The Global Warming Solutions Act was the great achievement of the “environmental groups.” Vermont must now reduce its tiny emissions by unrealistic levels by specific deadlines, or anyone can sue the state to make it require the Agency of Natural Resources to enact rules to achieve the emissions reduction requirements. While the GWSA gives lip service to nature, the only mandate is carbon emissions reduction. Strap on your boots, we are now on the rough ride to assure the state achieves those unachievable mandates.(Wait. Cue the attack dogs: “She is a climate change denier. Don’t listen to her.”)

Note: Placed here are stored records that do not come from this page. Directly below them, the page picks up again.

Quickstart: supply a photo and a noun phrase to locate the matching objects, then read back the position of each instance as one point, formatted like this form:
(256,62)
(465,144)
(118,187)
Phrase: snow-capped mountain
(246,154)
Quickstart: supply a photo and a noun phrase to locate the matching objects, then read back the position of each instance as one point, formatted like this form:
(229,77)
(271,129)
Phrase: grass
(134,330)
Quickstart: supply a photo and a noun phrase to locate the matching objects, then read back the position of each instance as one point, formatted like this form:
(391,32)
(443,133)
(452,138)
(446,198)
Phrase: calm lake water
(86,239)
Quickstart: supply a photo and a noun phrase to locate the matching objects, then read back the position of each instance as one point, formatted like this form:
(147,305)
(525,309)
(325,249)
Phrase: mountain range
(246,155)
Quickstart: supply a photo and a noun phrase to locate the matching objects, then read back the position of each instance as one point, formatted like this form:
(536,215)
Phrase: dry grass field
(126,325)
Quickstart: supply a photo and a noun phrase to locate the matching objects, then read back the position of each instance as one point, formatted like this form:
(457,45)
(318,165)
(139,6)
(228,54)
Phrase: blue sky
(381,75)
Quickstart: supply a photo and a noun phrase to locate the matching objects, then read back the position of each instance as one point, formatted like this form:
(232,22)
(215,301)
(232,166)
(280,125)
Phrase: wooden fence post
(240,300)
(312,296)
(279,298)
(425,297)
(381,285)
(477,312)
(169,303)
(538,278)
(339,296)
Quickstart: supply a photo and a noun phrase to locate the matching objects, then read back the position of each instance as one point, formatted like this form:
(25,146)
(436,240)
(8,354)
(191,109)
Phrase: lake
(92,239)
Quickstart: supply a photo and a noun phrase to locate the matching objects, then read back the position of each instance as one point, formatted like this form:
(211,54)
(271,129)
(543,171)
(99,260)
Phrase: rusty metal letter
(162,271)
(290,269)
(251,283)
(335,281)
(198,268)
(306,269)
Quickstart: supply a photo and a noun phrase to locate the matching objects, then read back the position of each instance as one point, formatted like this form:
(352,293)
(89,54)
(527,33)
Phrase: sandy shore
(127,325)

The next achievement of the “environmental groups” that have aggressively lobbied Vermont’s legislators into submission with the passage of the GWSA is the creation of the Climate Council. An elite body consisting primarily of people with high salaries or personal wealth living in the I-89 to I-91 corridor, a/k/a the “Burlington/Montpelier Bubble,” they set to work to meet the GWSA’s unrealistic one-year deadline to draft a Climate Action Plan that was thrown together and released the night before the deadline, assuring that few on the Climate Council read it before voting on it. And vote to approve, they did. One of the elements in the Climate Action Plan is the Clean Heat Standard, the next achievement of the “environmental groups”-led legislature who will do what they are told. Though barely discussed by the Climate Council because it was developed by a private working group from Vermont Gas Systems, Regulatory Assistance Project and Energy Action Network, it was in the Plan, so the legislature had to act. It is a moral imperative, remember? he Clean Heat Standard takes aim at the evil fuel dealers, and makes them change their business models from selling liquid fossil fuels to installing technology or weatherizing homes. Or they can pay for credits. The Public Utility Commission is currently struggling with the impossibly-complicated task handed to them by the legislature.

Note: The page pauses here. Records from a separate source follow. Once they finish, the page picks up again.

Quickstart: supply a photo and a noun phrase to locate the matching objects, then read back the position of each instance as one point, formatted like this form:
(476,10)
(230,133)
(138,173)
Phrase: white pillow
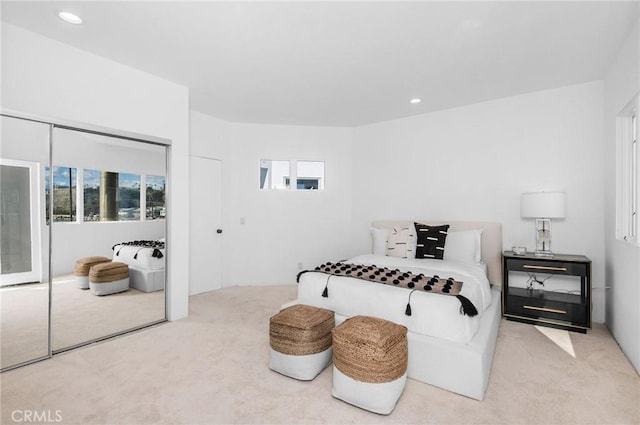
(464,246)
(399,242)
(379,237)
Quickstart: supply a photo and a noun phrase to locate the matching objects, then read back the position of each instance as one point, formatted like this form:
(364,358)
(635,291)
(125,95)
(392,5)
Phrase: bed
(146,260)
(448,347)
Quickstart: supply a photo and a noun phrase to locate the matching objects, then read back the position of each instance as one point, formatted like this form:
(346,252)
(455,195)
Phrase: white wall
(623,259)
(473,162)
(51,79)
(282,228)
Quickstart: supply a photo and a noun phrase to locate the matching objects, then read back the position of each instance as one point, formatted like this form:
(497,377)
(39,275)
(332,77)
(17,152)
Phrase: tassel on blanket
(467,306)
(407,311)
(325,293)
(135,257)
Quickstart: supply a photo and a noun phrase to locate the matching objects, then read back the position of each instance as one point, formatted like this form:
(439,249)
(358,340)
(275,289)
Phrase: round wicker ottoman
(82,266)
(109,278)
(300,340)
(369,363)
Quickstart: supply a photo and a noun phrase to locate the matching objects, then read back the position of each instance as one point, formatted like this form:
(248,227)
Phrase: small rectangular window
(91,195)
(628,186)
(64,193)
(155,196)
(128,197)
(274,175)
(310,175)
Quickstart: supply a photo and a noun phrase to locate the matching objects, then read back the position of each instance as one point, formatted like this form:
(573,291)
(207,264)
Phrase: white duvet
(433,314)
(139,257)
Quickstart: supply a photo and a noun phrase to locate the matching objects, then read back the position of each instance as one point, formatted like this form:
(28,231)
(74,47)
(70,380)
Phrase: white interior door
(20,222)
(205,263)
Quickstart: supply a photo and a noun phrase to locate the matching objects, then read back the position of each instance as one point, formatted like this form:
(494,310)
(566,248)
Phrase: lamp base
(543,237)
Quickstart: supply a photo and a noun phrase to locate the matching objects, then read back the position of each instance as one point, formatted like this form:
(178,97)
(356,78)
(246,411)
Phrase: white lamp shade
(542,205)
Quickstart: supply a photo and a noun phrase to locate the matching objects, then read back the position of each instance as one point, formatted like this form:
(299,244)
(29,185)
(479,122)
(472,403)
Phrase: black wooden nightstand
(562,310)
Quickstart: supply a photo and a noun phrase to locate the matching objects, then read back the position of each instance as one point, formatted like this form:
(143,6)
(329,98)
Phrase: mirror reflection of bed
(88,192)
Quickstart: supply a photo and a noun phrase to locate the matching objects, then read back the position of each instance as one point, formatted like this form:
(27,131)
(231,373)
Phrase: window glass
(155,193)
(310,175)
(274,174)
(129,197)
(91,195)
(64,193)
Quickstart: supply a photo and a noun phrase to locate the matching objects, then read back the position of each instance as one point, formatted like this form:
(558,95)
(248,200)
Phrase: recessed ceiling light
(70,18)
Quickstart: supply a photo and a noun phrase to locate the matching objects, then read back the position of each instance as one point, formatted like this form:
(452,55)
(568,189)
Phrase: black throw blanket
(395,277)
(156,245)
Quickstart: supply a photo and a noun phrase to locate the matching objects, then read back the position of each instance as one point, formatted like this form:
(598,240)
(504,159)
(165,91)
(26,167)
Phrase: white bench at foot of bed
(146,280)
(460,368)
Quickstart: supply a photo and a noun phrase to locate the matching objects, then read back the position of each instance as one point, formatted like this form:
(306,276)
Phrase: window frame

Now comes the Renewable Energy Standard, “modernized” to assure that more of Vermont’s forests are cut and fields are covered with technologies manufactured using coal energy in China. Fully captured by the carbon-reduction mantra, Vermont’s legislators praise the bill, H.289, as the result of a collaborative process between the utilities, the “environmental groups” and more. Except there were interests missing from the discussions, namely: those of rural communities and the people who live here, as well as the interests of real environmentalists who focus on water, wildlife, forests, soils, toxins and the beauty of Vermont. During all those collaborative meetings, the environmental groups on the panel — Vermont Natural Resources Council, Conservation Law Foundation, Sierra Club, Vermont Public Interest Research Group — focused on carbon emissions and not the land use impacts of an estimated tripling of the acreage necessary for the in-state renewable energy development enabled by the RES. Welcome to the new world of Vermont environmentalism and our Legislature, all of whom are now fully captured by carbon.